RIP ‘Rosie the Riveter’

The woman whose image was part of the campaign to encourage and empower women as factory workers while men were enlisting or being drafted for World War II has died, according to the Lansing Journal.

Geraldine Doyle was 86.

Doyle was the model for the poster that was created by J. Howard Miller in 1942 for Westinghouse, titled “We Can Do It!” That image was taken for Rosie the Riveter when it was re-popularized by feminists in the 1970s.

Interestingly enough, Wikipedia names two other women as the inspirations for the iconic image of women taking on men’s work to help the war effort.

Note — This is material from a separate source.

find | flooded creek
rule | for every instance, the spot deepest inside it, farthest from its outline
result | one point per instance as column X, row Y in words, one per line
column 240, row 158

There was a song, Rosie the Riveter, purportedly inspired by Rosalind P. Walter, “who came from old money and worked on the night shift building the F4U Corsair fighter.”

Wikipedia goes on:

Rosie the Riveter became most closely associated with another real woman, Rose Will Monroe, who was born in Pulaski County, Kentucky in 1920 and moved to Michigan during World War II. She worked as a riveter at the Willow Run Aircraft Factory in Ypsilanti, Michigan, building B-29 and B-24 bombers for the U.S. Army Air Forces.

Few of the ‘Rosies’ holding jobs, especially in formerly male-only occupations, would be where we are without these women of the wartime factories, particularly those who refused to meekly return when that war was done – and at the government’s behest – to unpaid homemaking and/or gender-stereotyped work .

10 thoughts on “RIP ‘Rosie the Riveter’

  1. The seeds of Feminism were sown in WWI, and again in WWII, nurtured in the 1950s, grew in the 1960s and squashed by the far-right extremists (so-called Republicans) in the 1970s.

    So when Rush Limbaugh decries the Feminazis, he is really attacking the Greatest Generation for allowing those women to get uppity in the first place.

    I watched ‘White Christmas’ recently.  I had forgotten what a Feminist Manifesto that was, pushing the boundaries of women’s rights as far as they could while also staying within strictures of ‘marriage’.

  2.  The F4U Corsair,a fighter plane with a great name.

    My mother drove a truck for the military(as a civilian) during WWII and her sister enlisted in the navy as a WAVE.

    Funny to remember how radical it all was.

     

  3. Turns out that Doyle’s (nee Hoff) image was used without her knowledge, and the poster was part of an internal Westinghouse anti-absenteeism and anti-strike campaign. She didn’t know she was the model until the image was re-popularized in the 1980s.

    Doyle’s father died when she was 10 from pneumonia; her mother was a composer with serious scoliosis.  Geraldine briefly worked at the factory (one site suggests for as little as a week!), but as a cellist, she worried about injuries to her hands from the metal presses she operated; she quit the factory, took a job at an Ann Arbor soda fountain, and soon after married a dentist, Leo Doyle, to whom she was married for 66 years until his death earlier this year.

    NanuqFC

    In a Time of Universal Deceit, TELLING the TRUTH Is a Revolutionary Act. ~ George Orwell  

  4. The women did step up.  My Mom, now almost 90, went to work in the local steel plant on the wire mill while my Dad was at an airbase in England.

    These strong women were heroes too.

  5. Did I miss something in the news, Mr. President?  Did you come out and pay as much attention to this woman as you did to Michael Vick?  Did you tell the American people that an important figure in American History has just passed away and we should all note and honor her?  Maybe even lower the flag?

    “What, Peter?  Honor woman and labor and feminism and socialism?  I’ll get reamed by the Right.  Besides, I’m watching the games, Sunday.  Go Eagles!  Rosie the Riveter?  Everybody knows it was football that won WWII.”